Cultivating Sustainability: Sheffield Organic Growers

In Sheffield, amidst its industrial heritage, lies Sheffield Organic Growers – a hub of sustainability and community resilience. This thriving organic farm not only cultivates fresh, nutritious produce but also champions ethical sourcing, local economies, and environmental stewardship. At the core of their operations is a commitment to fostering a fairer and more sustainable food system, exemplified by their partnership with Organic North, a worker’s cooperative in Manchester committed to shortening supply chains and paying farmers better for the produce they grow. 

Sheffield Organic Growers stands out as more than just a farm; it is a nexus of sustainability initiatives that extend far beyond its fields. Through their fruit and veg box delivery scheme, they connect directly with consumers, offering them the opportunity to enjoy seasonal, locally-grown produce while supporting the local economy. This direct relationship between producer and consumer reduces carbon emissions associated with long-distance transportation and ensures fair prices for farmers and fresher, tastier produce for consumers.

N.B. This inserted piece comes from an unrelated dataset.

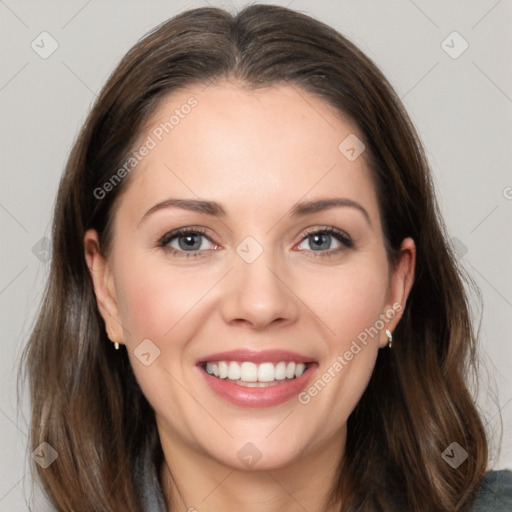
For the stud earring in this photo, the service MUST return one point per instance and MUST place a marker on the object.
(390, 337)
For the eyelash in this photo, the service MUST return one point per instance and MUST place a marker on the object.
(340, 236)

One of the cornerstones of Sheffield Organic Growers’ sustainability efforts is their partnership with Organic North. This collaboration underscores the importance of regional networks and cooperative models in building a resilient and equitable food system. By sourcing wholesale organic vegetables from Organic North, Sheffield Organic Growers supports a fellow green organisation, promotes organic farming practices, and strengthens local supply chains. This partnership serves as a brilliant example of solidarity and mutual support within the organic farming community.

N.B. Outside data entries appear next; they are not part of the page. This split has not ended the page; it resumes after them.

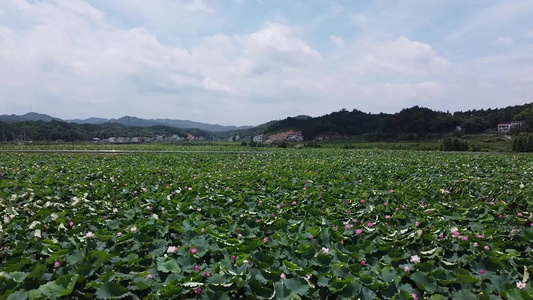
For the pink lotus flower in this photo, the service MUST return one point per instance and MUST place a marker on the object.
(415, 259)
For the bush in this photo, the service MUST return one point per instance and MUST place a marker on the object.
(283, 144)
(312, 144)
(454, 144)
(348, 146)
(523, 143)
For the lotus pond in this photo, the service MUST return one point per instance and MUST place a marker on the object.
(288, 224)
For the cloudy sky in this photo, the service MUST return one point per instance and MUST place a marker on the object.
(237, 62)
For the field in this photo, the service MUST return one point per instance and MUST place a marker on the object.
(284, 224)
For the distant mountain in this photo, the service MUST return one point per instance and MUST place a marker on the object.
(415, 123)
(27, 117)
(126, 120)
(134, 121)
(89, 121)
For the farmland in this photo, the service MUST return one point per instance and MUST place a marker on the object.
(308, 223)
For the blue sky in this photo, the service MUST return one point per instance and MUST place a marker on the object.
(240, 62)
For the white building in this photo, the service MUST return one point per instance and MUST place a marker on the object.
(260, 138)
(506, 127)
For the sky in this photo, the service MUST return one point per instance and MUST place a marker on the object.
(246, 62)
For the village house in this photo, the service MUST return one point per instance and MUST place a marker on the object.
(260, 138)
(137, 139)
(506, 127)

Moreover, Sheffield Organic Growers is committed to tackling food and packaging waste head-on. In a world where approximately one-third of all food produced is wasted, a zero-food waste approach is both commendable and necessary. Through innovative strategies such as composting and veg bags made from sustainable jute, they demonstrate that it is possible to minimise waste.

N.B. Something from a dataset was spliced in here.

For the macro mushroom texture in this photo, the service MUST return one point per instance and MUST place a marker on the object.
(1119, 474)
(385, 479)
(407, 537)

Organic North is also committed to a low-waste operation which benefits Sheffield Organic Growers too. They run a unique pre-ordering system that ensures that they only supply the freshest produce and produce no waste. The vast majority of what they sell is loose and plastic-free. They also explore compostable alternatives to any plastic that their growers use and run a return service for empty boxes.

These practices reduce environmental impact, alleviate food insecurity, and promote a circular economy. They benefit the planet and the economy at the same time. However, Sheffield Organic Growers and thousands of farmers in the UK need to continue to survive and thrive if they are to invest in nature-friendly farming practices.

The ethos of Sheffield Organic Growers aligns perfectly with the values espoused by the ‘Get Fair About Farming’ campaign initiated by Riverford, another pioneering organic farm. They reported that almost half (49%) of British fruit and veg farmers fear they will go out of business within the next 12 months. 75% report that supermarket behaviour is a leading factor. The campaign seeks to transform the way we produce, distribute, and consume food. With five core principles that supermarkets need to be bound to; buy what you committed to buy, pay on time, commit for the long term, agree on fair specifications and pay what you agreed to pay

This campaign, which garnered an impressive 100,000 signatures in a petition to parliament, underscores the growing public demand for a fairer, more sustainable food system for UK farmers. The success of the ‘Get Fair About Farming’ campaign highlights the growing momentum behind the organic and UK farming movement and the increasing recognition of its role in addressing pressing environmental and social challenges. The fact that the government debated the petition in January 2024 signifies a crucial step forward.

During the debate, there was strong support from both sides of the chamber for British farmers, with recognition of the public backing for our petition. However, Mark Spencer, the DEFRA Minister, didn’t believe that amending the Grocery Supply Code was the most effective way to protect farmers, though he did acknowledge the need for better support for them. There was a general consensus that farmers must be compensated fairly so that they can continue to safeguard the countryside and promote environmental protection. Many MPs highlighted the issue of food security, the negative impact of recent trade deals, and the importance of domestic food production for ensuring our national food security.

In response to the Minister’s comments, Riverford’s founder, Guy Singh-Watson said: “While it was great to hear unanimous and cross-party support for all aspects of our petition, it is certain there is still some way to go to achieve real fairness for farmers. We hope that with the groundswell of support behind the Get Fair About Farming campaign, we can shine a light onto the bullying behaviour of supermarkets and their suppliers, and push for a return of honesty and decency to our supply chains.”

Sheffield Organic Growers’ commitment to sustainability, community empowerment, and ethical sourcing exemplifies the values championed by the ‘Get Fair About Farming’ campaign. As advocates for a fairer and more sustainable food system, they are not only cultivating delicious organic produce but also sowing the seeds of positive change by being a small but mighty part of a growing movement. Like many of their Sheffield counterparts in our local food system, they are demonstrating that a better world is possible, one harvest at a time.